Palantir Technologies Inc. (NYSE: PLTR) helps businesses manage divergent data sets to acquire insight and improve operational outcomes. It has 203 customers as of September 30, 2021, including leading enterprises in various commercial sectors and government entities worldwide. PLTR makes money by selling subscriptions to its software with ongoing O&M services (Palantir Cloud), software subscriptions in its clients' environments with ongoing O&M services (On-Premises Software), and professional services.

 

Latest News:

  • Collaboration with Dewpoint: PLTR and Dewpoint Therapeutics, a leading biomolecular condensates firm, established a partnership for its Foundry platform on December 20, 2021, to support Dewpoint's efforts to identify therapies and solutions for the most challenging diseases.
  • Extension in Partnership: The U.S. Army's Program Executive Office for Enterprise Information Systems (PEO EIS) chose to execute the second option year of its collaboration with PLTR on the Army Vantage program on December 17, 2021, for USD 116.3 million.

9MFY21 Results:

  • Progress in Topline: PLTR reported a 43.92% increase in revenues to USD 1.11 billion during 9MFY21 (ended September 30, 2021) from USD 0.77 billion during 9MFY20, due to the rise in revenues from both government and commercial customers.
  • Decline in Losses: PLTR witnessed a decrease in net losses to USD 364.19 million during 9MFY21 from USD 1.02 billion during 9MFY20.
  • Healthy Balance Sheet: The company's cash and cash equivalents were USD 2.48 billion as of September 30, 2021, with no outstanding debt.

Key Risks:

  • Customer Concentration Risk: For FY20 and FY19, the top three PLTR clients collectively contributed 25% and 28% of its sales, respectively. Its revenue could plummet if it didn't keep or grow its client relationships or major customers cut back on their purchases.
  • Seasonality Risk: Historically, sales have been lowered in the first quarter of each year. Sales have increased each quarter, with significant increases in the third and fourth quarters ending September 30 and December 31. The company anticipates this seasonality to affect billings, bookings, and other operational outcomes in the future as it continues to target larger enterprise customers.

Outlook:

  • Q4FY21 Estimates: PLTR expects revenues of roughly USD 418 million and an adjusted operating margin of around 22% in the Q4FY21, as of November 09, 2021.
  • FY21 Estimates: PLTR expects a 40% increase in revenue to USD 1.527 billion in FY21. It also predicts its adjusted free cash flow to exceed USD 400 million, up from USD 300 million.

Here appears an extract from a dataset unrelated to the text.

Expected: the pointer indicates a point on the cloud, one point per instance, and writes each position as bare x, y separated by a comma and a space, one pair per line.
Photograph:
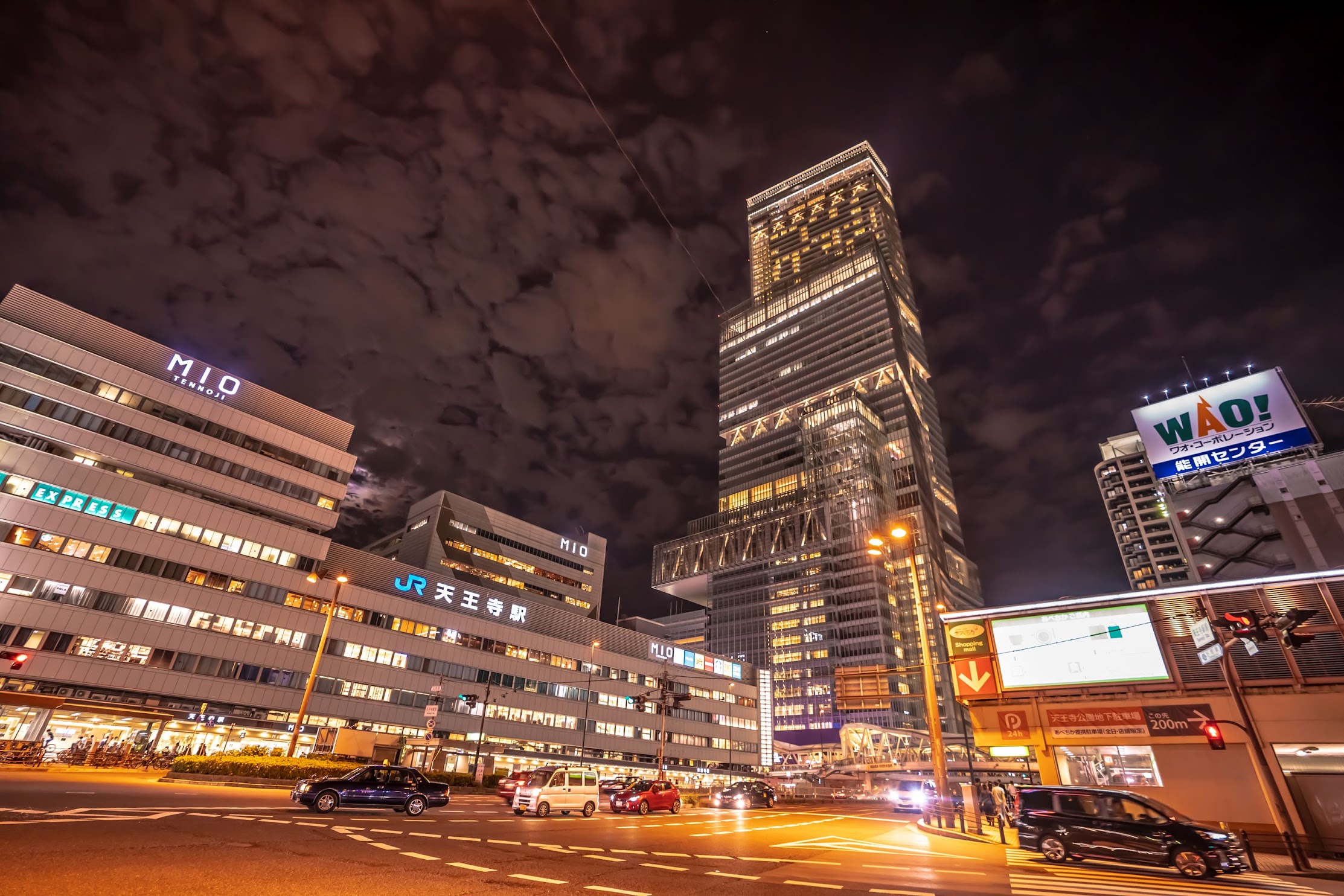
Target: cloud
976, 77
377, 210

Valuation Methodology: EV/Sales Multiple Based Relative Valuation

(Analysis by Kalkine Group)

* % Premium/(Discount) is based on our assessment of the company's NTM trading multiple after considering its key growth drivers, economic moat, stock's historical trading multiples versus peer average/median, and investment risks.

PLTR Daily Technical Chart (Source: REFINITIV)

Stock Recommendation:

PLTR's share price has fallen 29.94% in the past three months and is currently trading around the lower-band of the 52-week range of USD 17.06 to USD 45.00. The stock is currently trading below its 50 and 200 DMA levels, and its RSI Index is at 39.26. We have valued the stock using the EV/Sales-based relative valuation methodology and arrived at a target price of USD 22.65.

Considering the stock's significant correction in the past three months, recent collaboration, strong balance sheet, current valuation, and associated risks, we recommend a "Buy" rating on the stock at the current price of USD 18.65, up 3.90% as of December 21, 2021, 11:36 AM ET. 

* The reference data in this report has been partly sourced from REFINITIV.

* All forecasted figures and industry information have been taken from REFINITIV.

*Depending upon the risk tolerance, investors may consider unwinding their positions in a respective stock once the estimated target price is reached.